Unable to get acceptable performance from EXCEPT

Started by Alfred Perlsteinover 25 years ago3 messages
#1Alfred Perlstein
bright@wintelcom.net

=# select count(*) from ref_old;
count
-------
10595
(1 row)

=# select count(*) from ref_new;
count
-------
22997
(1 row)

=# select ref_id from ref_old except select ref_id from ref_new;

Takes over 10 minutes, probably closer to half an hour.

I've also tried using 'NOT IN ( select ref_id from ref_new )'

ref_id is an int4, this is on Postgresql 7.0.

This confuses me because the way I'd plan to execute this query would
be something like this: (pseudo code)

result retval;
sort(ref_old);
sort(ref_new);
i = k = 0;
while (i < count(ref_old)) {
while(ref_old[i] > ref_new[k])
k++;
while(ref_old[i] == ref_new[k])
i++;
while(ref_old[i] < ref_new[k])
store(&retval, ref_old[i++]);
}
return (retval);

I can't imagine this algorithm would take over 10 minutes on my
hardware. Can anyone shed some light on what's going on here?

Is there a way to formulate my SQL to get Postgresql to follow
this algorithm?

thanks,
--
-Alfred Perlstein - [bright@wintelcom.net|alfred@freebsd.org]
"I have the heart of a child; I keep it in a jar on my desk."

#2Tom Lane
tgl@sss.pgh.pa.us
In reply to: Alfred Perlstein (#1)
Re: Unable to get acceptable performance from EXCEPT

Alfred Perlstein <bright@wintelcom.net> writes:

=# select ref_id from ref_old except select ref_id from ref_new;
Takes over 10 minutes, probably closer to half an hour.
I've also tried using 'NOT IN ( select ref_id from ref_new )'

Yup. EXCEPT is effectively translated to a NOT IN, if I recall
correctly, and neither IN ( sub-select ) nor NOT IN ( sub-select )
are implemented very efficiently.
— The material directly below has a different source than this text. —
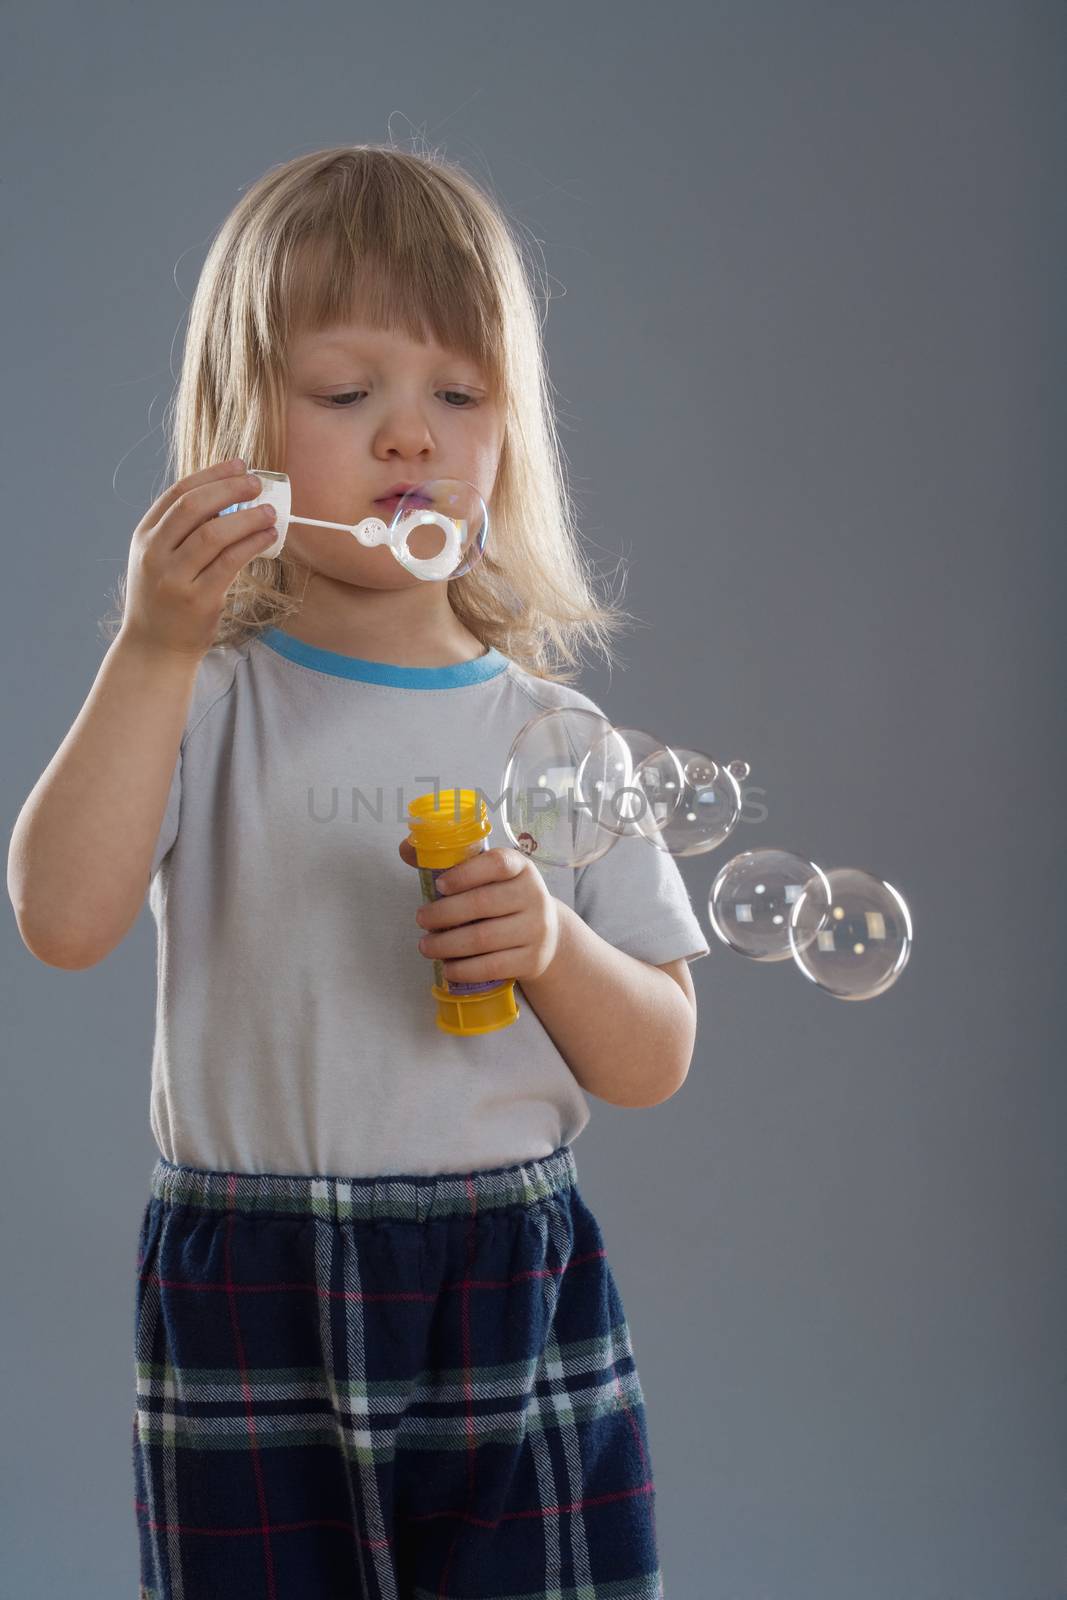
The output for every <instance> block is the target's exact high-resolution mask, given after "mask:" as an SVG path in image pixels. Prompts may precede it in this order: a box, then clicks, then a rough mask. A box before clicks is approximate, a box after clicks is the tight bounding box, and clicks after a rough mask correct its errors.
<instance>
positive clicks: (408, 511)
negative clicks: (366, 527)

Basically you get O(N^2) behavior
because the inner select is rescanned for each outer tuple.

We have a TODO list item to try to be smarter about this...

Is there a way to formulate my SQL to get Postgresql to follow
this algorithm [ kind of like a mergejoin ]

No, but you could try

select ref_id from ref_old where not exists
(select ref_id from ref_new where ref_id = ref_old.ref_id);

which would at least be smart enough to consider using an index
on ref_new(ref_id) instead of a sequential scan.

regards, tom lane

#3Alfred Perlstein
bright@wintelcom.net
In reply to: Tom Lane (#2)
Re: Unable to get acceptable performance from EXCEPT

* Tom Lane <tgl@sss.pgh.pa.us> [000510 16:22] wrote:

Alfred Perlstein <bright@wintelcom.net> writes:

=# select ref_id from ref_old except select ref_id from ref_new;
Takes over 10 minutes, probably closer to half an hour.
I've also tried using 'NOT IN ( select ref_id from ref_new )'

Yup. EXCEPT is effectively translated to a NOT IN, if I recall
correctly, and neither IN ( sub-select ) nor NOT IN ( sub-select )
are implemented very efficiently. Basically you get O(N^2) behavior
because the inner select is rescanned for each outer tuple.

We have a TODO list item to try to be smarter about this...

Is there a way to formulate my SQL to get Postgresql to follow
this algorithm [ kind of like a mergejoin ]

No, but you could try

select ref_id from ref_old where not exists
(select ref_id from ref_new where ref_id = ref_old.ref_id);

which would at least be smart enough to consider using an index
on ref_new(ref_id) instead of a sequential scan.

Which cuts the query time down to less than a second!

thanks!

Ready for the evil magic?

select
distinct(o.ref_id)
from
ref_link o
where
o.stat_date < '2000-04-26 12:12:41-07'
AND not exists
(
select
n.ref_id
from
ref_link n
where
n.stat_date >= '2000-04-26 12:12:41-07'
AND n.ref_id = o.ref_id
)
;

Thanks a ton.

--
-Alfred Perlstein - [bright@wintelcom.net|alfred@freebsd.org]
"I have the heart of a child; I keep it in a jar on my desk."